Vukile was granted REIT status by the JSE Limited with effect from 1 April 2013 in line with the REIT structure as
provided for in the Income Tax Act, No 58 of 1962, as amended (the “Income Tax Act”) and section 13 of the JSE Listings
Requirements.
The REIT structure is a tax regime that allows a REIT to deduct qualifying distributions paid to investors, in
determining its taxable income.
The cash distribution of 59.08600 cents per linked unit meets the requirements of a “qualifying distribution” for the
purposes of section 25BB of the Income Tax Act (a “qualifying distribution”) with the result that:
- qualifying distributions received by resident Vukile linked unitholders must be included in the gross income of
such linked unitholders (as a non-exempt dividend in terms of section 10(1)(k)(i)(aa) of the Income Tax Act), with the
effect that the qualifying distribution is taxable as income in the hands of the Vukile linked unitholder. These qualifying
distributions are however exempt from dividends withholding tax, provided that the South African resident linked
unitholders provided the following forms to their CSDP or broker, as the case may be, in respect of uncertificated linked
units, or the Company, in respect of certificated linked units:
- a declaration that the distribution is exempt from dividends tax; and
- a written undertaking to inform the CSDP, broker or the Company, as the case may be, should the circumstances
affecting the exemption change or the beneficial owner cease to be the beneficial owner,
both in the form prescribed by the Commissioner for the South African Revenue Service. Linked unitholders are
advised to contact their CSDP, broker or the Company, as the case may be, to arrange for the abovementioned documents to be
submitted prior to payment of the distribution, if such documents have not already been submitted.

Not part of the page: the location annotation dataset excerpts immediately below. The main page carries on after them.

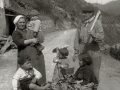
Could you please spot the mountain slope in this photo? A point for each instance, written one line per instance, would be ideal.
(111, 7)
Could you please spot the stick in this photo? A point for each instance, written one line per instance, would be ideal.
(96, 17)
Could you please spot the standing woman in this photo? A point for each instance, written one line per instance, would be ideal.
(24, 46)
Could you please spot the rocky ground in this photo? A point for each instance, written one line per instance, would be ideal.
(109, 71)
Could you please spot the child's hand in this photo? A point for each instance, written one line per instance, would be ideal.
(34, 80)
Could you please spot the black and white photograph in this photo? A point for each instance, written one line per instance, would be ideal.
(59, 44)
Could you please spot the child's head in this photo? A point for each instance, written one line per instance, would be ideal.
(63, 52)
(85, 59)
(25, 62)
(34, 14)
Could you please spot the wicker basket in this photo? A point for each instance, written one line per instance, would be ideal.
(67, 71)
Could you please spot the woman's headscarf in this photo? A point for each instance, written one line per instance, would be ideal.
(17, 19)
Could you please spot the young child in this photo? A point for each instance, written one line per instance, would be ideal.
(61, 62)
(84, 72)
(34, 30)
(27, 76)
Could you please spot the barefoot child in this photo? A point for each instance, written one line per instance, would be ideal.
(34, 30)
(61, 62)
(27, 76)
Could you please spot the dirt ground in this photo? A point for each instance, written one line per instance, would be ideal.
(109, 71)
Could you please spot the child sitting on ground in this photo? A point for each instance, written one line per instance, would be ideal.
(84, 73)
(61, 62)
(27, 76)
(34, 30)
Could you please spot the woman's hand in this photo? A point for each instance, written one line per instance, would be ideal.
(34, 80)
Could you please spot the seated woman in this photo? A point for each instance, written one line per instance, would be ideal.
(26, 77)
(84, 72)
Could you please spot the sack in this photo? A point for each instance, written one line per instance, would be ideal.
(41, 36)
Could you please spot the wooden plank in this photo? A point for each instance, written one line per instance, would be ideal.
(7, 44)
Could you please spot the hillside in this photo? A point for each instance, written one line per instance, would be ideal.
(66, 12)
(111, 7)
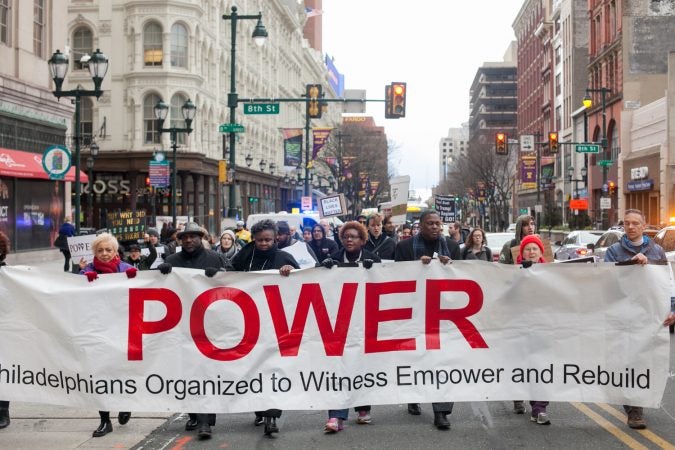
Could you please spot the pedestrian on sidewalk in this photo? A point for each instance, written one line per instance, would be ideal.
(4, 405)
(532, 252)
(107, 260)
(636, 248)
(65, 231)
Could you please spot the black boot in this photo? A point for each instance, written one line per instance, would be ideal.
(123, 417)
(441, 421)
(4, 417)
(271, 425)
(104, 428)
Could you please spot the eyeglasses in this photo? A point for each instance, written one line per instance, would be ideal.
(348, 237)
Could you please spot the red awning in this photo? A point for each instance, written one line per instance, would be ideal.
(18, 164)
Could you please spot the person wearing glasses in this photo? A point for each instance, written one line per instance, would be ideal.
(353, 236)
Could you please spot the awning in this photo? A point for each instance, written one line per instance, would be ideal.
(19, 164)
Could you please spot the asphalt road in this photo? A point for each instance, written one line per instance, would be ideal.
(475, 425)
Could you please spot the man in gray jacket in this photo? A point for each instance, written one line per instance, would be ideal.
(636, 248)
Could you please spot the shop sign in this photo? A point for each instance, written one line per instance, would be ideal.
(640, 185)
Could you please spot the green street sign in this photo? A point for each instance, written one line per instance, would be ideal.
(261, 108)
(587, 148)
(231, 128)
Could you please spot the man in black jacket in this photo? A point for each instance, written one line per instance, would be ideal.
(193, 255)
(426, 245)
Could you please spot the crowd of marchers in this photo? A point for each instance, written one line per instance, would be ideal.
(359, 244)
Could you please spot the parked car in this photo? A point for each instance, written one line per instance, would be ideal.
(496, 241)
(575, 245)
(608, 238)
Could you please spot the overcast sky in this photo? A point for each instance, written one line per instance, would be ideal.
(436, 47)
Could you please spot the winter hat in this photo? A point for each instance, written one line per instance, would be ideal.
(229, 233)
(529, 239)
(283, 228)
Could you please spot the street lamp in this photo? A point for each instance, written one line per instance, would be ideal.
(588, 104)
(93, 153)
(188, 110)
(58, 67)
(259, 35)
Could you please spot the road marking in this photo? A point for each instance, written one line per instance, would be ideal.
(658, 440)
(609, 427)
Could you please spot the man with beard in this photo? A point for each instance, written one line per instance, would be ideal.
(193, 255)
(426, 245)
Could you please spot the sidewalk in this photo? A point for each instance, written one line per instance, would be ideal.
(38, 426)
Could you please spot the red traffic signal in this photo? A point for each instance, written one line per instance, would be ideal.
(553, 142)
(501, 144)
(395, 100)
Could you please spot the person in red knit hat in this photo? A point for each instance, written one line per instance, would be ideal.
(531, 249)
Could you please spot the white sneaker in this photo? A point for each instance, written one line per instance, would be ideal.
(541, 419)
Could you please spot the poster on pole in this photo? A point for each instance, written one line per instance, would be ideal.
(446, 207)
(399, 198)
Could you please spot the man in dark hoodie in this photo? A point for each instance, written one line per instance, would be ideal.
(524, 227)
(378, 242)
(193, 255)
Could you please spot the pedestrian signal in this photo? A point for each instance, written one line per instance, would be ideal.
(553, 142)
(314, 94)
(501, 144)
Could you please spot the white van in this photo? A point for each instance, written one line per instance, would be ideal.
(297, 220)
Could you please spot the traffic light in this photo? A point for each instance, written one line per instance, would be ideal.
(314, 93)
(553, 142)
(501, 144)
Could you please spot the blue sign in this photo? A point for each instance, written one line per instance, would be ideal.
(56, 162)
(640, 185)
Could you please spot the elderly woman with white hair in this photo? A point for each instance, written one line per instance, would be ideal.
(228, 246)
(107, 260)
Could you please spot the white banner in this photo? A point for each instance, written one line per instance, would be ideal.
(319, 339)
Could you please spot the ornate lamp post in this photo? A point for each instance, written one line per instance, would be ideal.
(58, 67)
(188, 110)
(259, 36)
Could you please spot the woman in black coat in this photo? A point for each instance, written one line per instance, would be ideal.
(262, 253)
(321, 245)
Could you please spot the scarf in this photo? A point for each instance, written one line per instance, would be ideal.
(418, 247)
(112, 266)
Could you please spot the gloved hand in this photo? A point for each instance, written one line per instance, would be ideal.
(328, 263)
(91, 276)
(210, 271)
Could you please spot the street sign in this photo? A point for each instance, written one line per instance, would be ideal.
(587, 148)
(261, 108)
(527, 143)
(231, 128)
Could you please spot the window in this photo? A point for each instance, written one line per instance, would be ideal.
(176, 116)
(82, 45)
(178, 46)
(150, 123)
(5, 19)
(38, 27)
(152, 45)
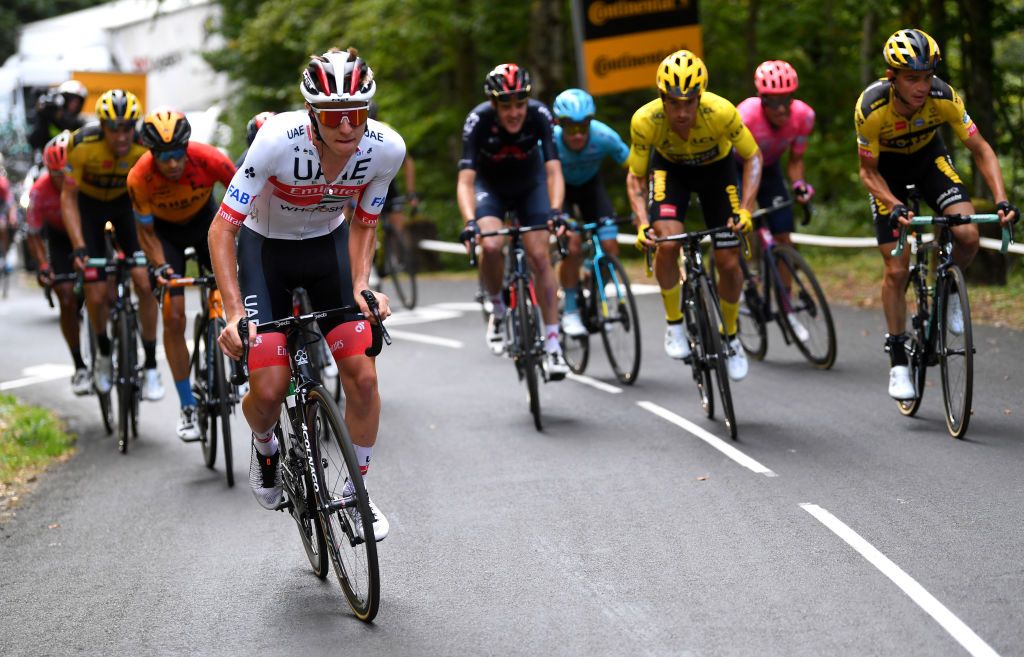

- qualifying distributions received by non-resident Vukile linked unitholders will not be taxable as income and
instead will be treated as ordinary dividends but which are exempt in terms of the usual dividend exemptions per section
10(1)(k) of the Income Tax Act. It should be noted that until 31 December 2013 qualifying distributions received by
non-residents were not subject to dividends withholding tax. From 1 January 2014, any qualifying distributions are subject to
dividends withholding tax at 15%, unless the rate is reduced in terms of any applicable agreement for the avoidance of
double taxation (“DTA”) between South Africa and the country of residence of the linked unitholder. Assuming dividends
withholding tax will be withheld at a rate of 15%, the net distribution amount due to non-resident linked unitholders is
50.22310 cents per linked unit. A reduced dividend withholding rate in terms of the applicable DTA, may only be relied
upon if the non-resident linked unitholder has provided the following forms to their CSDP or broker, as the case may be,
in respect of uncertificated linked units, or the Company, in respect of certificated linked units:
- a declaration that the distribution is subject to a reduced rate as a result of the application of a DTA; and
- a written undertaking to inform their CSDP, broker or the Company, as the case may be, should the circumstances
affecting the reduced rate change or the beneficial owner cease to be the beneficial owner,
both in the form prescribed by the Commissioner for the South African Revenue Service. Non-resident linked
unitholders are advised to contact their CSDP, broker or the Company, as the case may be, to arrange for the abovementioned
documents to be submitted prior to payment of the distribution if such documents have not already been submitted, if
applicable.
Linked unitholders are further advised that:
- the issued share capital of Vukile is 553 834 346 linked units of one cent each at year end;
- Vukile’s tax reference number is 9331/617/14/3.
This cash distribution may have tax implications for resident as well as non-resident linked unitholders. Linked
unitholders are therefore encouraged to consult their tax and/or professional advisors should they be in any doubt as to the
appropriate action to take.
Salient dates and times
The salient dates and times for the interim cash distribution are as set out below:
Last day to trade cum dividend and receive a cash distribution Thursday, 11 December 2014
Linked units to trade ex-distribution Friday, 12 December 2014
Record date Friday, 19 December 2014
Payment date Monday, 22 December 2014
Notes:
1. Linked units may not be dematerialised or rematerialised between Friday, 12 December 2014 and Friday, 19 December
2014 both days inclusive.
2. The above dates and times are subject to change. Any changes will be released on SENS and if required, published
in the press.
12. Post period events
Investment in Synergy Income Fund Limited (“Synergy”)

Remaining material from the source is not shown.